Passing the law was only half the battle. The regulations needed to enforce Section 504 sat unsigned for four years. By 1977, disability activists had grown tired of waiting. The American Coalition of Citizens with Disabilities organized a national day of protest on April 5, 1977, targeting the Department of Health, Education, and Welfare (HEW), which was responsible for issuing the regulations.

Protests erupted outside HEW offices in ten cities, including Washington, D.C., New York, Chicago, and San Francisco. Most lasted only a day or two. But in San Francisco, roughly 100 protesters with a wide range of disabilities occupied the federal building at 50 UN Plaza and refused to leave. They stayed for 26 days. The International Association of Machinists provided logistical support, and members of the Black Panther Party supplied food and other necessities. HEW Secretary Joseph Califano signed the Section 504 regulations on April 28, 1977, making them enforceable for the first time.

How the Law Expanded Over Time

The 1973 act established the basic architecture, but Congress continued building on it. Federal funding for state vocational rehabilitation programs was distributed through a formula based on each state’s population and per capita income, ensuring that poorer states with greater need received proportionally more support.

One of the most significant expansions came in 1998, when Congress added Section 508. This amendment required federal agencies to make their electronic and information technology accessible to people with disabilities.
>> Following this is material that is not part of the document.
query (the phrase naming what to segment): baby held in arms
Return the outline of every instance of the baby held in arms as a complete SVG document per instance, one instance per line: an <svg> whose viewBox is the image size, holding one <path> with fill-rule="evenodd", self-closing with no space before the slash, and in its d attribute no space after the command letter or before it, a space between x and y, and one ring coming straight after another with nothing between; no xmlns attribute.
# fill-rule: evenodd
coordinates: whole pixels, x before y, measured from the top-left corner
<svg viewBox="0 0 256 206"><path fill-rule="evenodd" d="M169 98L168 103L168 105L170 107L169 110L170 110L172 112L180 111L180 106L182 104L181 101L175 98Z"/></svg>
Whenever an agency developed, purchased, or maintained technology, it had to ensure that disabled employees and members of the public could access information on equal terms with everyone else. This provision became increasingly important as government services moved online.
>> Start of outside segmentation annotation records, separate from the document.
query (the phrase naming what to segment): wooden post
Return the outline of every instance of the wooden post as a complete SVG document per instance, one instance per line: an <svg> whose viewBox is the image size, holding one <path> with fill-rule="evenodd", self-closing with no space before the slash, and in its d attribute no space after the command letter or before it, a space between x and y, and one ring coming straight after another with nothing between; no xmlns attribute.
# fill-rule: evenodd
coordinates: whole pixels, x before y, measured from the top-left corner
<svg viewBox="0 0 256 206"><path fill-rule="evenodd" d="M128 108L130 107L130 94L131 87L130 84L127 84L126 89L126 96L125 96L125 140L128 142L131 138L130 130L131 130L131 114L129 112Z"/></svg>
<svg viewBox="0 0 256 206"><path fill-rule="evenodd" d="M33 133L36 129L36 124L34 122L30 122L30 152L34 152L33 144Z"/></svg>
The Rehabilitation Act also laid the legal and conceptual groundwork for the Americans with Disabilities Act of 1990, which extended similar protections to the private sector. The Access Board created under Section 502, for instance, went on to develop the accessibility guidelines used to enforce the ADA. In many ways, the 1973 act served as both a prototype and a proof of concept, demonstrating that treating disability as a civil rights issue could produce real, enforceable change.